Also: am Donnerstag, den 11. Juli 2013, 20 Uhr im Divan ist der nächste PERGOLAPROTEST geplant. Es wird sicher wieder Lustiges und Sinnliches geben, und auch unterschiedliche Musik eine Rolle spielen. Wir laden gesondert per Mail und telefonisch ein. Alle, die sich unter dem Terrassendach des Divan wohlfühlen und merken, dass in der Stadtpolitik Einiges aus dem Ruder läuft, sollten sich den Termin schon mal in ihren Kalender eintragen. Vorher wird es unter der Pergola ein Kinderprogramm geben, da warten wir aber bis das Sommerwetter stabil ist.
Gerhard Schöne hat einmal gesungen: Alles muss klein beginnen.
Ein schöner Anfang ist gemacht.
Matthias HUTH
14. Juni 2013
Liebe Freunde des Divan,
Wir haben vielleicht zu lange gewartet und uns vertrösten lassen. Nun finden wir es aber endgültig an der Zeit, ein Zeichen gegen die Willkür und sinnlose Paragraphenreiterei der Weimarer Stadtspitze zu setzen. Der von ihr geforderte Abriss des Terrassendachs vor dem „Divan“ ist nur ein Beispiel für das Agieren des Oberbürgermeisters und seiner Gefolgsleute, die mit Tricksen, Täuschen, Beschwichtigen und gerichtlicher Macht eine Art Friedhofsruhe und ein getreuliches Abnicken aller Verwaltungsentscheidungen erreichen wollen.

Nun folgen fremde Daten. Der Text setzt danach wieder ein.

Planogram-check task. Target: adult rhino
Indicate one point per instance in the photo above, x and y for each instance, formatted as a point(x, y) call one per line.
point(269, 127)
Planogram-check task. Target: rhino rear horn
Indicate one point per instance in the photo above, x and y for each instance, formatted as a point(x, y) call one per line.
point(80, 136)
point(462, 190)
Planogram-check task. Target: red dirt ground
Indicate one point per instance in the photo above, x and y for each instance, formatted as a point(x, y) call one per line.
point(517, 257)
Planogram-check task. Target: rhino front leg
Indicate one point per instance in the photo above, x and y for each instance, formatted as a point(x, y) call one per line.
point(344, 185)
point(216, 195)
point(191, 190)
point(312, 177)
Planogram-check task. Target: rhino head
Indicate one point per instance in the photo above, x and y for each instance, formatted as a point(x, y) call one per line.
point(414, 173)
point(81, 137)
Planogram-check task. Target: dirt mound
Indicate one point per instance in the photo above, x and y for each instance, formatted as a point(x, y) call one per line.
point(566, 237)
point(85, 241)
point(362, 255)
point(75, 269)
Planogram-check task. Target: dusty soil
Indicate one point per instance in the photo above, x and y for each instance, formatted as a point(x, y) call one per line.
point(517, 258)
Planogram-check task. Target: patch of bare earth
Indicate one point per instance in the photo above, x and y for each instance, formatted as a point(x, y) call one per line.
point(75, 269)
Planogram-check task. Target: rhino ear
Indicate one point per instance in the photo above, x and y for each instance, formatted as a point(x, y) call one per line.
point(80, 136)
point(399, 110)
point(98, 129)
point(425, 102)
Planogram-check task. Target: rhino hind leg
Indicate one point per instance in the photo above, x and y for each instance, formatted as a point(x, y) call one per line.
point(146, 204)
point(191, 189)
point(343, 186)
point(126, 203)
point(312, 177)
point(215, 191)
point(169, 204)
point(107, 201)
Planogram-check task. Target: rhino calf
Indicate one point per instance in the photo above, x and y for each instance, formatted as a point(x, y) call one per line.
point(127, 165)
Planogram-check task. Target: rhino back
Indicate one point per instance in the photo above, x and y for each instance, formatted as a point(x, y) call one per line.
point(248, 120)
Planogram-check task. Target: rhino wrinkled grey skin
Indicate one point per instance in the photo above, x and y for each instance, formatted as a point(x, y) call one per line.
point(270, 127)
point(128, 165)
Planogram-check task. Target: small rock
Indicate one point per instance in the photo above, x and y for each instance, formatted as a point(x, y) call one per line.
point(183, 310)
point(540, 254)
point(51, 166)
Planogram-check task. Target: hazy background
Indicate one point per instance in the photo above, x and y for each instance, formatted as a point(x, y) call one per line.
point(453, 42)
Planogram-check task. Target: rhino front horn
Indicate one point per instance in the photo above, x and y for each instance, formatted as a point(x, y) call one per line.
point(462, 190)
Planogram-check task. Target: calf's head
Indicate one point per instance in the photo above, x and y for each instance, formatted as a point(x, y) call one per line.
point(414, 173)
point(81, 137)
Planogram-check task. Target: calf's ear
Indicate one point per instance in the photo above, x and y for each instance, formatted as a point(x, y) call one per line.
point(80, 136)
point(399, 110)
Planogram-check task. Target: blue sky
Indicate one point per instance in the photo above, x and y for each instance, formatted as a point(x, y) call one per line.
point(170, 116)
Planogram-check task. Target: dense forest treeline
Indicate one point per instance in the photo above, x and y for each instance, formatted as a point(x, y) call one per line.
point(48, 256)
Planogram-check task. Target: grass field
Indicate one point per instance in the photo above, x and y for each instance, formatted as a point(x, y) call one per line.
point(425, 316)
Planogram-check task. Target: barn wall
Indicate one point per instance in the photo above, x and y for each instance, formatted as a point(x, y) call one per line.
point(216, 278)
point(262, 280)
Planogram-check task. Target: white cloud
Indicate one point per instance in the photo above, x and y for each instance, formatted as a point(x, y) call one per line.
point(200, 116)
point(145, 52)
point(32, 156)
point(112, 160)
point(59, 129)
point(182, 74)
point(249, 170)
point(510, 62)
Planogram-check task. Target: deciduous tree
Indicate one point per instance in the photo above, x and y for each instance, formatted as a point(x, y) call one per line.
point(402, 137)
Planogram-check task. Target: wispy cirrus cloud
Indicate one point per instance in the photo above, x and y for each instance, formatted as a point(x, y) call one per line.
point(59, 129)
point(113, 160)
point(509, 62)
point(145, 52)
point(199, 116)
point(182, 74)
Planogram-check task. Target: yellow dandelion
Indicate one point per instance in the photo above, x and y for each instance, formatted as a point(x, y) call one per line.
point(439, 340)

Die gewählten Volksvertreter scheren sich offensichtlich nicht mehr um die Interessen ihrer Wähler, sonst wäre der Streit um die Pergola gar nicht entstanden. Da werden angebliche Kompromisse angeboten, Demonstrationen verhindert und letztlich offenbar private Machtinteressen durchgesetzt. Da wird eine angebliche Gefahr für Leib und Leben inszeniert, um eine Stimmung gegen einen ausländischen Mitbürger zu schüren, der sich mit seinem gastronomischen und persönlichen Einsatz in Weimar sehr verdient gemacht hat.
Wir unterstellen der Stadtspitze keine Ausländerfeindlichkeit, da sie ja mit den angestammten Weimarern genauso umgeht.
Deswegen eröffnen wir mit PERGOLAPROTEST einen Aktionsreigen, der beweisen soll, dass in dieser Stadt eine wehrhafte außerparlamentarische Demokratie möglich ist.
Jeder, der das Terrassendach des „Divans“ nicht entfernt wissen will, sollte sich deshalb am Donnerstag, den 20. Juni 2013 um 20 Uhr im „Divan“ einfinden. PERGOLAPROTEST wird viele Sinne ansprechen, die Lachmuskeln reizen, und vielleicht Gemeinschaftsgefühl und etwas Romantik vermitteln.
Lasst Euch einfach überraschen, und zeigt mal wieder, dass ihr Euch nicht alles gefallen lasst! Macht PERGOLAPROTEST bekannt, ladet Eure Freunde und Bekannten ein, holt Euch die Plakate vorher im „Divan“ ab, oder ladet sie herunter, druckt sie aus, und verteilt sie überall in Weimar.
Lasst uns die Erfahrung des gemeinsamen Widerstands neu entdecken!
13. Juni 2013
Liebe Freunde des Divan,
Bei dem geforderten Abbau des Divan-Terrassendachs geht es eigentlich um eine Willkürentscheidung, die von der Stadt als amtlich notwendige Maßnahme verkauft wird.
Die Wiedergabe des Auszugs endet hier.